Image Credit: AARNet
AARNet, Australia’s Academic and Research Network has launched the Australia Wide-Area SDN Testbed in collaboration with nine universities and CSIRO's Data61, the largest data innovation group in Australia.
Led by the University of New South Wales (UNSW), these institutions have deployed SDN equipment within each of their labs and are being interconnected by AARNet to create a national wide-area SDN testbed environment, with the ability to peer internationally with testbeds in the USA, Europe and elsewhere.
The testbed infrastructure consists of a core of four interconnected NoviFlow OpenFlow-enabled switches at AARNet backbone sites in Sydney, Melbourne, Perth and Seattle controlled by virtual machines (VMs) in Sydney and Melbourne, said AARNet. The four switches talk to the VM OpenFlow controllers, which are running ONOS software, developed by Open Networking Lab, and appear as a single distributed router – spread across 16,000km. Connectors from this AARNet core run out to SDN equipment (a similar set up of switches and servers) installed in the labs at the participating universities and CSIRO Data61.

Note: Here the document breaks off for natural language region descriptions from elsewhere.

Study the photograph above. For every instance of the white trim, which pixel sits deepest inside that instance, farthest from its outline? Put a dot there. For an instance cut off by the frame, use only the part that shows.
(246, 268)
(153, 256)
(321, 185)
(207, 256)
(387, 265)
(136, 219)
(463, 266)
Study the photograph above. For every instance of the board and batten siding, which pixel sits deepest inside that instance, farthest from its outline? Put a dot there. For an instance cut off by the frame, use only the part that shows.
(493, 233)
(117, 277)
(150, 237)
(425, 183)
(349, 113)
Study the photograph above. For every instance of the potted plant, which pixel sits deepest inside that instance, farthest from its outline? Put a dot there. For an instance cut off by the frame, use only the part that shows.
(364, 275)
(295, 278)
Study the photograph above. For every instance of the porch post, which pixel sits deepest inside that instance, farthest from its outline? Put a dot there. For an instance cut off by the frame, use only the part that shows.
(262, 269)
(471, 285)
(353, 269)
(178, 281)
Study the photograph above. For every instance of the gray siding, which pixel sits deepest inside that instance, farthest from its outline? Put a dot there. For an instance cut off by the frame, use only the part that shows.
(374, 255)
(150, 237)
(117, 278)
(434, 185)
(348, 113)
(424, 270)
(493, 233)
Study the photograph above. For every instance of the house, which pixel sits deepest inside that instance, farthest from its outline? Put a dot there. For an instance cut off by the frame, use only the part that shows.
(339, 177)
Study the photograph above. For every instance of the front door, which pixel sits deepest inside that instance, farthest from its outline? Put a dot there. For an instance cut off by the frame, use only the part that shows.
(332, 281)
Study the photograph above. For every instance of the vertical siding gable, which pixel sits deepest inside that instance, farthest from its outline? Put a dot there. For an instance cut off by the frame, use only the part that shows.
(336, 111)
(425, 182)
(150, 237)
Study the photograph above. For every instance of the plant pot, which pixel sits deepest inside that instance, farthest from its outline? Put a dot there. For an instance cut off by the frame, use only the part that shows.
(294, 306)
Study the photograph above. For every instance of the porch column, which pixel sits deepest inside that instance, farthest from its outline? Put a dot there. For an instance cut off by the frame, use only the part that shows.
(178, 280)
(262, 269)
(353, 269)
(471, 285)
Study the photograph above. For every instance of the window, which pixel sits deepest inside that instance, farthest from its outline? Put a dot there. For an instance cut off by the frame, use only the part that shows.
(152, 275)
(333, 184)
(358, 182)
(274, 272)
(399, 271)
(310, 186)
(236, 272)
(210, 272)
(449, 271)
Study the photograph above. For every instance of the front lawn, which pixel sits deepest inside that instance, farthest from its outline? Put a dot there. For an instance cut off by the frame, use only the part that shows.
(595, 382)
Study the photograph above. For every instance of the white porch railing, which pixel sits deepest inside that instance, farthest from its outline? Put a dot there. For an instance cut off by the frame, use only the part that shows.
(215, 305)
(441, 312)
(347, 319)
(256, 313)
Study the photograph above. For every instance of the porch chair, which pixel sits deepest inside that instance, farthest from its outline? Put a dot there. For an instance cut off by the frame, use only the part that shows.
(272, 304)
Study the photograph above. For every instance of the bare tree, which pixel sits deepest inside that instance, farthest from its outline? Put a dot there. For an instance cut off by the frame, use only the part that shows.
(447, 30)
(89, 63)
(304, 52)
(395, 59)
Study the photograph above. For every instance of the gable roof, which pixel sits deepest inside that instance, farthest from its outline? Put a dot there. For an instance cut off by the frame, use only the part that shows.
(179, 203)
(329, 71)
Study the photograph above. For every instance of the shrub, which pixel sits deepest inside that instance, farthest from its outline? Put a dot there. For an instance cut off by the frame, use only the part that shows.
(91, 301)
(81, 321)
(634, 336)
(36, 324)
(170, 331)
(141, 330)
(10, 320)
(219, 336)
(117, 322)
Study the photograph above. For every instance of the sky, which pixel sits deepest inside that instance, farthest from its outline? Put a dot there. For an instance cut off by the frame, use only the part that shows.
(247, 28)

AARNet’s CEO Chris Hancock
The Testbed is a real-world research network environment, a simulation of the Internet that we’ve put in place to make it easier for researchers in the fields of computer science, engineering and mathematics to test, prototype and validate advanced networking concepts in the SDN arena and accelerate the development of high-speed networking.
Professor Sivaraman
At the campus level, we’re interested in how we can improve the user experience online by using SDN technology. We want to be able to distinguish between video content, for example, and a large data transfer from a research lab so that we can prioritize traffic.